On chromosome 8 is a region which is referred to as 8q24 which contains three locations which independently increase risk for prostate cancer (Yeager, 2008). One of these locations seems to be specific to given populations. One of the studies have shown that there are at least two points on region 8q24 of chromosome 8 that makes men of European origin susceptible to development of prostate cancer (Yeager, 2008). Further research on this region has shown that the DNA region between these two independent points on 8q24 region is very susceptible to genetic recombination (Yeager, 2008).

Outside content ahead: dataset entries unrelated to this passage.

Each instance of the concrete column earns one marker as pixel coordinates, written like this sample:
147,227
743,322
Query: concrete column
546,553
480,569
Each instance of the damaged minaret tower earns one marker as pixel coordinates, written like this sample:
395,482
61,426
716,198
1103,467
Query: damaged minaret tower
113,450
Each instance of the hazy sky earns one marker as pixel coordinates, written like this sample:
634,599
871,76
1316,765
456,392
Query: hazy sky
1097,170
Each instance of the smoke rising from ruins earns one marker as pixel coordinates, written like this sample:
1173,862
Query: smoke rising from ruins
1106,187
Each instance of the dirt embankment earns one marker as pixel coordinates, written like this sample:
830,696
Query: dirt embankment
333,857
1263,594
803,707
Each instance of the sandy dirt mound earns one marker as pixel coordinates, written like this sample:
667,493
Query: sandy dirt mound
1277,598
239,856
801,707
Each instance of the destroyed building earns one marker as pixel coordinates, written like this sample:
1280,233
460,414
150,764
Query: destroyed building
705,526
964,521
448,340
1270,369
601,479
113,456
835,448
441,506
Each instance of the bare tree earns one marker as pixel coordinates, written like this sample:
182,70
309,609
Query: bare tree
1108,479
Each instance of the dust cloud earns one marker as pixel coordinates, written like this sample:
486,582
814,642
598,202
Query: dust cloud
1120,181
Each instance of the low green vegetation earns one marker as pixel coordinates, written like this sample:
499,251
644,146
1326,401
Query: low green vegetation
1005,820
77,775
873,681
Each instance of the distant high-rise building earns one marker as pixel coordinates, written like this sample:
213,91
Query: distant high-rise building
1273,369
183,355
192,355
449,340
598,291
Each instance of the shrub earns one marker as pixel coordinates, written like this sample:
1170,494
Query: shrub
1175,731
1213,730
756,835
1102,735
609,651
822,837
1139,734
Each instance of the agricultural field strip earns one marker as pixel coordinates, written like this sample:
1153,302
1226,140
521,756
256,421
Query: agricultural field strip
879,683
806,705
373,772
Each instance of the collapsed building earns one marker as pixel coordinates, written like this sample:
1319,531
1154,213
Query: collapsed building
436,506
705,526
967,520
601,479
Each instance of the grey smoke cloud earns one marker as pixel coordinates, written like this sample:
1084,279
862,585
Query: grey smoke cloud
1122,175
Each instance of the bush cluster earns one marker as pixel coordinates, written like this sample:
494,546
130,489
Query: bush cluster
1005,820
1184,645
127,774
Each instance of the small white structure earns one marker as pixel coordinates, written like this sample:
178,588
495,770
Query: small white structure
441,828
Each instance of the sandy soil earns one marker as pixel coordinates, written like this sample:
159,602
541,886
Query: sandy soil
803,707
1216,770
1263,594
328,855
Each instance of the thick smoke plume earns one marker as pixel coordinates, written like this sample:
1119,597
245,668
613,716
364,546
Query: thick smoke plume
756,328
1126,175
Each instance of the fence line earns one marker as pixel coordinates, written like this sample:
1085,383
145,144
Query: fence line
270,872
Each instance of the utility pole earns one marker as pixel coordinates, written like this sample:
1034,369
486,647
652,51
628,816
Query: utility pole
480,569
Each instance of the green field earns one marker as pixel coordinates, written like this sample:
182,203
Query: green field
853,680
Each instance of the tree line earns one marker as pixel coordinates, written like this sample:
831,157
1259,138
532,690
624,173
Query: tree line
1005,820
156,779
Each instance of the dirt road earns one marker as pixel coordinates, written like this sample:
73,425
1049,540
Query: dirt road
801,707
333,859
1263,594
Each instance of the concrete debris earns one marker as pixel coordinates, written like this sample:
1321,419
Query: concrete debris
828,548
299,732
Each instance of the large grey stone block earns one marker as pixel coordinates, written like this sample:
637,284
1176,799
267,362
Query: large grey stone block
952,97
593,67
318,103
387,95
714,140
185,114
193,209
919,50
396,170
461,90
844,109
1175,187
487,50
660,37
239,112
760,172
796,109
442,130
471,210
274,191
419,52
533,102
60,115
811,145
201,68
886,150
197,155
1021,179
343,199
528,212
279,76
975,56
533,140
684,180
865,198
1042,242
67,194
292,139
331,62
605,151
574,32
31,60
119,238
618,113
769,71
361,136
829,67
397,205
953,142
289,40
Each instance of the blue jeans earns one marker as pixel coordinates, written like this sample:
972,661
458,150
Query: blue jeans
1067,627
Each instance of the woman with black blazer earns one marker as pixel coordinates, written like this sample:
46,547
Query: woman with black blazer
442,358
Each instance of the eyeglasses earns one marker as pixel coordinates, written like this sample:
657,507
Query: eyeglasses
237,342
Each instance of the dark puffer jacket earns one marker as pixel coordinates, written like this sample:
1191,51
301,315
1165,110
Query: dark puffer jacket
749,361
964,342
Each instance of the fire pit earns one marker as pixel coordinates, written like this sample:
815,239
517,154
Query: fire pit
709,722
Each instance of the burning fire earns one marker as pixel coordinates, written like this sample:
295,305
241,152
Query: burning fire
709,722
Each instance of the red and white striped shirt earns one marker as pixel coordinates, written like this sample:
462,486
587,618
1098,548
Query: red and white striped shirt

This genetic recombination could be the cause of prostate cancer. In a bid to determine the cause of prostate cancer, scientists have named calcium as a probable culprit. According to results that were recently published in Cancer Research Journal, consumption of calcium from non-dairy sources such as vegetables and grains increases the risk of prostate cancer among Chinese men (Butler, Wong, & Koh, 2010). These non-dairy foods are very rich in calcium. However, the calcium levels consumed do not have to necessarily be high; even low calcium levels predispose Chinese men to development of prostate cancer.

In the research, participants with varying sources of dietary calcium were used and the results showed that there was increased risk of prostate cancer among those who consumed a lot of calcium per day (Butler, Wong, & Koh, 2010). However, the researchers involved in this research were quick to point out that the risk for prostate cancer was not associated with any specific food (Butler, Wong, & Koh, 2010). They however found out that for men with BMI (Body Mass Index) that is below average, the risk for developing prostate cancer is increased twofold (Butler, Wong, & Koh, 2010).

Further studies on prostate cancer have shown that proper diet is the best way to prevent prostate cancer. According to a publication in the Journal of Human Nutrition and Dietetics, a diet that has low levels of red meat and fats and high levels of vegetables and fruits is very helpful in prevention as well as treatment of cancer (Ma & Chapman, 2009). In this research, it was discovered that the risk of prostate cancer was lowered with consumption of cauliflower, green tea, tomatoes, broccoli as well as selenium and vitamin E (Ma & Chapman, 2009).

On the other hand, the risk for prostate cancer was increased with consumption of foods that are high in fats, dairy products, and highly processed meats (Ma & Chapman, 2009). Following the results of this study, men are advised to modify their diets to lower their risk for prostate cancer. In addition, the researchers say that dietary modification is particularly useful for those men who have already been diagnosed with prostate cancer as it gives the patients a chance to actively participate in the treatment program (Ma & Chapman, 2009).